Bowman contends that the district court failed to give adequate cautionary instructions to the jury about the testimony of these witnesses. He argues that the district court should have specifically instructed the jury that it must examine the testimony of felons, addicts, accomplices, and informants with greater care than the testimony of an ordinary witness. See Devitt & Blackmar, Federal Jury Practice and Instruction, Instructions No. 17.02, 17.03, 17.-04, 17.08 and 17.09. Bowman asserts that [336]*336the district court agreed to so charge the jury during the instruction conference.
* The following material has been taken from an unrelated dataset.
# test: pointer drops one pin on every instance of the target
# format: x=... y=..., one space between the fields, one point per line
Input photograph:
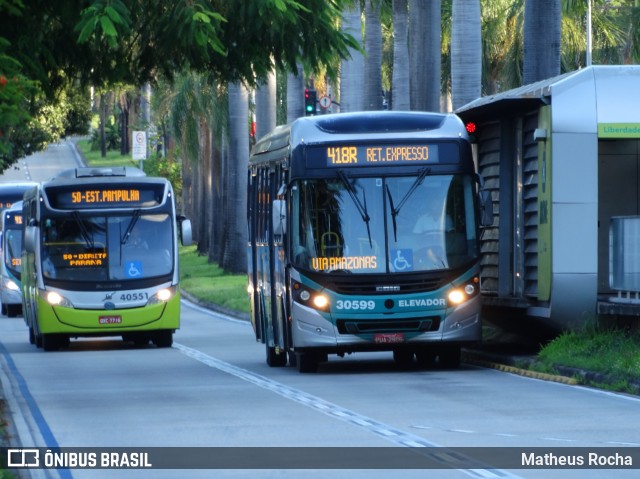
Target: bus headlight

Despite Bowman’s contention, we believe that the district court adequately and correctly instructed the jury on the credibility of these witnesses. The court thoroughly explained to the jurors that they were the sole judges of credibility. It observed that some of the witnesses were felons, had been narcotic addicts, and that some had made deals with the Government in exchange for their testimony. The court instructed the jurors that they should consider these factors when weighing the testimony of the witnesses. The credibility instruction given by the court thus adequately informed the jury as to its role and responsibility in examining the credibility of witnesses. See United States v. McGinnis, 788 F.2d 755, 758 (8th Cir.1986).

Bowman also contends that the district court violated Rule 30 of the Federal Rules of Criminal Procedure by altering its instructions on credibility after closing arguments. Bowman asserts that the district court agreed during the instruction conference to give his requested instructions on witness credibility. Relying on this representation, Bowman’s attorney used specific language from these instructions during closing argument. Bowman asserts that the district court’s unannounced change in the instructions severely prejudiced his case by making it appear that the attorney misstated the law during argument.
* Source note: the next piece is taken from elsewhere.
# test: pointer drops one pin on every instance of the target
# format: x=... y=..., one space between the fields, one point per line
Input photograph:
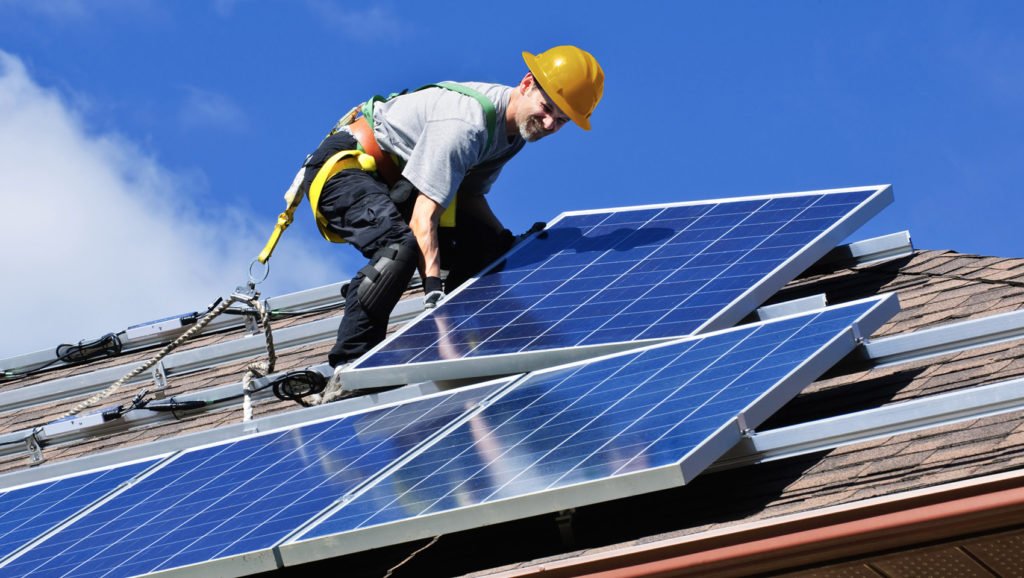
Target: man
x=437 y=149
Rule 30 provides that the district court “shall inform counsel of its proposed action upon the requested jury instructions] prior to their arguments to the jury.” Fed.R.Crim.P. 30. The objective underlying Rule 30 is “to fairly inform the trial lawyers [of the jury instructions] so that they may intelligently argue to the jury.” United States v. Fusaro, 708 F.2d 17, 22 (1st Cir.), cert. denied, 464 U.S. 1007, 104 S.Ct. 524, 78 L.Ed.2d 708 (1983).

We conclude that the district court complied with both the letter and the purpose of Rule 30. During the instruction conference, the district court agreed to give the “gist” of Bowman’s requested instructions on credibility. At no time did the court indicate that it would give a word-by-word recitation of the proffered instructions.